Metro Weekly

BREAKING: Kim Davis heads to jail for contempt of court

Federal judge says Rowan County clerk will be released when she decides to comply with his previous ruling

A still frame of a video clip showing Rowan County Clerk Kim Davis rejecting couples seeking marriage licenses on Sept. 1. (Video: Hillary Thornton, WKYT.)
A still frame of a video showing Rowan County Clerk Kim Davis rejecting couples seeking marriage licenses on Sept. 1. (Video: Hillary Thornton, WKYT.)

Kim Davis has been taken into custody and held in contempt of court for refusing to issue marriage licenses to same-sex couples in Rowan County, Ky. 

U.S. District Judge David Bunning on Thursday afternoon found the clerk in contempt for refusing to comply with a previous ruling he had issued, The Courier-Journal reported. Davis, who appeared in federal court in Ashland, Ky., was taken into custody by a federal marshal, with Bunning saying she will be released as soon as she is willing to comply.

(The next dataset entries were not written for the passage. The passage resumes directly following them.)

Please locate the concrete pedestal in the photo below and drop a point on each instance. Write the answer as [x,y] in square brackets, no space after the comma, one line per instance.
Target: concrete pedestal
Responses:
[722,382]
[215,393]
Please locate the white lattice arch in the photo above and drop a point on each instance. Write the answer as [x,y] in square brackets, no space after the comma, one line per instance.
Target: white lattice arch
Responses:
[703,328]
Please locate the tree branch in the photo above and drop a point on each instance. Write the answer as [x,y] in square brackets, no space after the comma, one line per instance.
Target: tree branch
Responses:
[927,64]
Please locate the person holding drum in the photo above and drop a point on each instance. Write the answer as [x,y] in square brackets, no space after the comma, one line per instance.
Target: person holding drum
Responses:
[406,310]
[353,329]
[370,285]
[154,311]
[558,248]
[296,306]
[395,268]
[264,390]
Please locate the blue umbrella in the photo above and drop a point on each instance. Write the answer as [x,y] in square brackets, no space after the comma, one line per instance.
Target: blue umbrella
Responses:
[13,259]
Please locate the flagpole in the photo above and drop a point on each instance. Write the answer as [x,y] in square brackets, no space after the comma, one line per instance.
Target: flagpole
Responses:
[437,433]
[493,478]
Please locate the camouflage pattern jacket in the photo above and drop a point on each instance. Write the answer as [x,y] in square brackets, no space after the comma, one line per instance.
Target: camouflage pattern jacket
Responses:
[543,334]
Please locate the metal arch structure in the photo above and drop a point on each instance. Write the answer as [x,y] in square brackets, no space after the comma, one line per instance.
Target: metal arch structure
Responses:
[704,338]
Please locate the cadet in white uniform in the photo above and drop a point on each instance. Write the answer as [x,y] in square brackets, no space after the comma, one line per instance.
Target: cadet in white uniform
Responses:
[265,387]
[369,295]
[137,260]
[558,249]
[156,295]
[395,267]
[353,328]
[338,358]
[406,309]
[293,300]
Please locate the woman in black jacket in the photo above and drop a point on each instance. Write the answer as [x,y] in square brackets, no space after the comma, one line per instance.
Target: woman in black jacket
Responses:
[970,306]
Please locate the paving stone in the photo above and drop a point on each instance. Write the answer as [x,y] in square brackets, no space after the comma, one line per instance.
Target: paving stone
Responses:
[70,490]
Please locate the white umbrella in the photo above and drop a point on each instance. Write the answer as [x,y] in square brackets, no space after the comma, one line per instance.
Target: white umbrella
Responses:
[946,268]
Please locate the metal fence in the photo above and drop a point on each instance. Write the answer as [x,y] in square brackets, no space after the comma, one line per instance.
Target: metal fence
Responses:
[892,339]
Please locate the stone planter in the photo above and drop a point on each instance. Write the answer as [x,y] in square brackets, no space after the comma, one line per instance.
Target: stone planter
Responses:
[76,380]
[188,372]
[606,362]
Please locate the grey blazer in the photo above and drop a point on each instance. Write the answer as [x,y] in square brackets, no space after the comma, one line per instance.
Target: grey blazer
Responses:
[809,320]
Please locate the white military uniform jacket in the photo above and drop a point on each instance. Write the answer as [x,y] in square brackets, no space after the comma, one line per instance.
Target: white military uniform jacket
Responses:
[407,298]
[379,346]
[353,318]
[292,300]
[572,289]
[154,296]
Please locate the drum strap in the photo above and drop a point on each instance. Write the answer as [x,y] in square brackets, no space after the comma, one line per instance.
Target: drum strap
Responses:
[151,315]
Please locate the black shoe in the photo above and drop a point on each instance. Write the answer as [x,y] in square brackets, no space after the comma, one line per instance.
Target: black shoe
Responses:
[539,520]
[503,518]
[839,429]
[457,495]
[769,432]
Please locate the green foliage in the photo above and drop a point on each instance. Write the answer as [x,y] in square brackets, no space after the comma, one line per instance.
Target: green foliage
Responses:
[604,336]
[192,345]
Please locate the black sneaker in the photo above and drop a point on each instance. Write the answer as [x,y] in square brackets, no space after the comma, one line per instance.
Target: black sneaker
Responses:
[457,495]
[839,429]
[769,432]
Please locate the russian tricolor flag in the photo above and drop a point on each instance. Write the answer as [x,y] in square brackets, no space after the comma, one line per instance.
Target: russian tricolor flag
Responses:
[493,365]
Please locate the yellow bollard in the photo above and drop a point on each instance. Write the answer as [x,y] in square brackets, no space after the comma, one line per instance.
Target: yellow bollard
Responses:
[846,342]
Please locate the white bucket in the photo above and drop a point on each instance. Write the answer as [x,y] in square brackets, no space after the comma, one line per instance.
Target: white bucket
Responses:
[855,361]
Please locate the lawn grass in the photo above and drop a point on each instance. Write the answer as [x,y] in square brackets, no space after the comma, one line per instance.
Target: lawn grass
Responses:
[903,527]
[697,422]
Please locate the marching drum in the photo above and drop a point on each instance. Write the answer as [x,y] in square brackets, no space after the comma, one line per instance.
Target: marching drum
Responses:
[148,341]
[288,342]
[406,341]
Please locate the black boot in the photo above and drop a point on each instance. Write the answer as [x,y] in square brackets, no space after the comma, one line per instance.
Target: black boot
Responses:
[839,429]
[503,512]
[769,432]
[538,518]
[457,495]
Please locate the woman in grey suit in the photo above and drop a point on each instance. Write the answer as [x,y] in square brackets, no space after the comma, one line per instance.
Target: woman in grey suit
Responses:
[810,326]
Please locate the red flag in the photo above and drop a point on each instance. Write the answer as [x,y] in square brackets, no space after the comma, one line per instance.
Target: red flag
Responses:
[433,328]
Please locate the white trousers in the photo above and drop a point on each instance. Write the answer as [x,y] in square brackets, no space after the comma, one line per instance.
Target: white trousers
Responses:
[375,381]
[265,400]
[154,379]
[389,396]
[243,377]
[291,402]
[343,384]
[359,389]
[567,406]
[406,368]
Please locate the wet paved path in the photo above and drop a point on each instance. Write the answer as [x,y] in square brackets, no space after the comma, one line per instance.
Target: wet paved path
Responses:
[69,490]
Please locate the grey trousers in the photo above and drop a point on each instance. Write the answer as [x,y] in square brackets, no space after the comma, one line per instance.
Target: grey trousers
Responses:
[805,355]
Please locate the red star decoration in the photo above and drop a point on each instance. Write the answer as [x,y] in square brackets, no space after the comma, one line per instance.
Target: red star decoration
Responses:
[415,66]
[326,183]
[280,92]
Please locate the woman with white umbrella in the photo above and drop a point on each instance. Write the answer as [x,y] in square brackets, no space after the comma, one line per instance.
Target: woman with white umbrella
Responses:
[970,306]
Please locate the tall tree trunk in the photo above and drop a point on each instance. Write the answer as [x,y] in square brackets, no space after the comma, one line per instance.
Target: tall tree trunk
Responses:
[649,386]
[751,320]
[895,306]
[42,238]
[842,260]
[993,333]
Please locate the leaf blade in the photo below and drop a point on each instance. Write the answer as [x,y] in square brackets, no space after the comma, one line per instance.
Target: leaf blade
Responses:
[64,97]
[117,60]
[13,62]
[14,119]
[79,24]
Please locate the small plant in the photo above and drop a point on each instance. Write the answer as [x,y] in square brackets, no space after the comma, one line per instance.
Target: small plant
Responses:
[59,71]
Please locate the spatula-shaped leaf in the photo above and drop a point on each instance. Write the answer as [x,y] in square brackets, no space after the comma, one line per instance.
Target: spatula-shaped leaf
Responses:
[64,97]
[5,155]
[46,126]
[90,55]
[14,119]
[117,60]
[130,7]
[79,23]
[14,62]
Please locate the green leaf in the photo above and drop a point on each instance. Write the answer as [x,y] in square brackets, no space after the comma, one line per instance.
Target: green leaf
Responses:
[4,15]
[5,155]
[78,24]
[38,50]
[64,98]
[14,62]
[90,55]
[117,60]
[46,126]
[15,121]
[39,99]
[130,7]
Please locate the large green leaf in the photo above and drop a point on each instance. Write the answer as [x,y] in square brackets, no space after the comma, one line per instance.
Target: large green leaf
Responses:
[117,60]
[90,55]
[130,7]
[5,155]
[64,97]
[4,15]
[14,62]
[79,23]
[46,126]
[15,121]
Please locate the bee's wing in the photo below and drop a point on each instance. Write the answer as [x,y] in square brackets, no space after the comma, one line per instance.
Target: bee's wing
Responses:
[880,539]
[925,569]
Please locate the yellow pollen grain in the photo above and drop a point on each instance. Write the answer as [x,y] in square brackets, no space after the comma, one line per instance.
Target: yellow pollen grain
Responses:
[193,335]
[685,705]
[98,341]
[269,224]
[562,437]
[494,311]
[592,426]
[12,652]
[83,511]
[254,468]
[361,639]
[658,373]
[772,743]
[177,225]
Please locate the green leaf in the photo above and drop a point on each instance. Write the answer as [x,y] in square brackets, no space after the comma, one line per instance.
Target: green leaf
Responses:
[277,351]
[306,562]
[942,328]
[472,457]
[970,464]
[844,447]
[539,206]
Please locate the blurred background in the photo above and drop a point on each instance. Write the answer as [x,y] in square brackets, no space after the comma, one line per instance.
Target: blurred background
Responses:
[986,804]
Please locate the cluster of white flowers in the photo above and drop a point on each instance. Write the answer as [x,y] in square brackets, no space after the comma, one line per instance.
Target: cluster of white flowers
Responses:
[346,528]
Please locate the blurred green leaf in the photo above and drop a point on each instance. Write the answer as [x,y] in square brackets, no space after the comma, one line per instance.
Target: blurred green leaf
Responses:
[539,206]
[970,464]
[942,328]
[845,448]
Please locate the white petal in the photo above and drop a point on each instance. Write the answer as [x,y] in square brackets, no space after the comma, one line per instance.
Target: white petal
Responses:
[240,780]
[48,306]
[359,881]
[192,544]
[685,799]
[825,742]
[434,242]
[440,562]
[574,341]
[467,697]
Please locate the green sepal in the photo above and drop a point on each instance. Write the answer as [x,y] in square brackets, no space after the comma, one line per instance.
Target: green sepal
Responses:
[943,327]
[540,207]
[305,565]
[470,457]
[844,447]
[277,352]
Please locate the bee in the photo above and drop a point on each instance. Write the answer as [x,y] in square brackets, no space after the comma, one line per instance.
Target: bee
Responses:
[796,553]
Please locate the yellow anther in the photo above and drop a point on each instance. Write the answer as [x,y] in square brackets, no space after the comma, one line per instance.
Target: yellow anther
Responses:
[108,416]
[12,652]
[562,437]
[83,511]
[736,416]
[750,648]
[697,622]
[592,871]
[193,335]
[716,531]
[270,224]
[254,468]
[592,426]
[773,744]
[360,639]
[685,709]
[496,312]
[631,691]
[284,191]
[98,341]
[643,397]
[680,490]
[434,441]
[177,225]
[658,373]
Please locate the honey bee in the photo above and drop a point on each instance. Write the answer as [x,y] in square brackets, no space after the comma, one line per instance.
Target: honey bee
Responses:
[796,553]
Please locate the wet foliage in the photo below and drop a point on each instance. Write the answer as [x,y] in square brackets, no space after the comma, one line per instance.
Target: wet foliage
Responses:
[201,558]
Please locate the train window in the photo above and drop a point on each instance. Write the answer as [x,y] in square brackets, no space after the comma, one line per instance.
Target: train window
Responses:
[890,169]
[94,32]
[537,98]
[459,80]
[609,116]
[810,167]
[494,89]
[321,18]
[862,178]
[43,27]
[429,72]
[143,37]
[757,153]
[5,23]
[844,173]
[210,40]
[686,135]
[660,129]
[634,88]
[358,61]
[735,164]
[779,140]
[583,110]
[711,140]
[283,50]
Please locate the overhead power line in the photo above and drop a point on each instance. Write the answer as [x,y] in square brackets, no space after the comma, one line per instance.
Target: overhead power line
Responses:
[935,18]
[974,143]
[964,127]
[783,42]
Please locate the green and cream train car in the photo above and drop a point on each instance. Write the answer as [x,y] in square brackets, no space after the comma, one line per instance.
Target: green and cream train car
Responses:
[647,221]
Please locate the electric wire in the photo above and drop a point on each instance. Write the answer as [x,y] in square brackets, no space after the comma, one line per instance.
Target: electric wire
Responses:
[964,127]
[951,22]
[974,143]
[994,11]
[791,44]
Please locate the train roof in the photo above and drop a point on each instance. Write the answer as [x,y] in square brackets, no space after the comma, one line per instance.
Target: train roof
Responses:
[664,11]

Bunning said that fines were not enough to force Davis into compliance, adding that allowing Davis to defy his previous ruling would create a “ripple effect.”

“Her good-faith belief is simply not a viable defense,” he said. “Oaths mean things…. [The court] cannot condone willful disobedience. If you give people opportunity to choose what orders they follow, that is what potentially causes problems.”

Davis responded that she could not obey the order to issue the licenses, claiming that God’s law trumps the court’s authority. “My conscience will not allow it,” she told Bunning. “God’s moral law convicts me and conflicts with my duties.”

Bunning had issued a preliminary injunction last month on behalf of four Rowan County couples — two straight and two gay — who were unable to obtain marriage licenses because of an administrative decision by Davis. In his ruling, Bunning wrote that Davis’ “religious convictions cannot excuse her from performing the duties that she took an oath to perform as Rowan County Clerk.”

Davis’ opposition is based on her Apostolic Christian beliefs that marriage is reserved as the union of one man and one woman. Following the Supreme Court’s legalization of marriage equality nationwide, Davis refused to issue licenses to same-sex couples. But, wary of being accused of discriminating against gay and lesbian couples, she decided to instead refuse to issue marriage licenses to any couples, regardless of their sexual orientation. She then claimed that, because her name appears on the marriage license as the official county clerk, she cannot allow any licenses to be granted in the county, even if she does not physically issue them herself.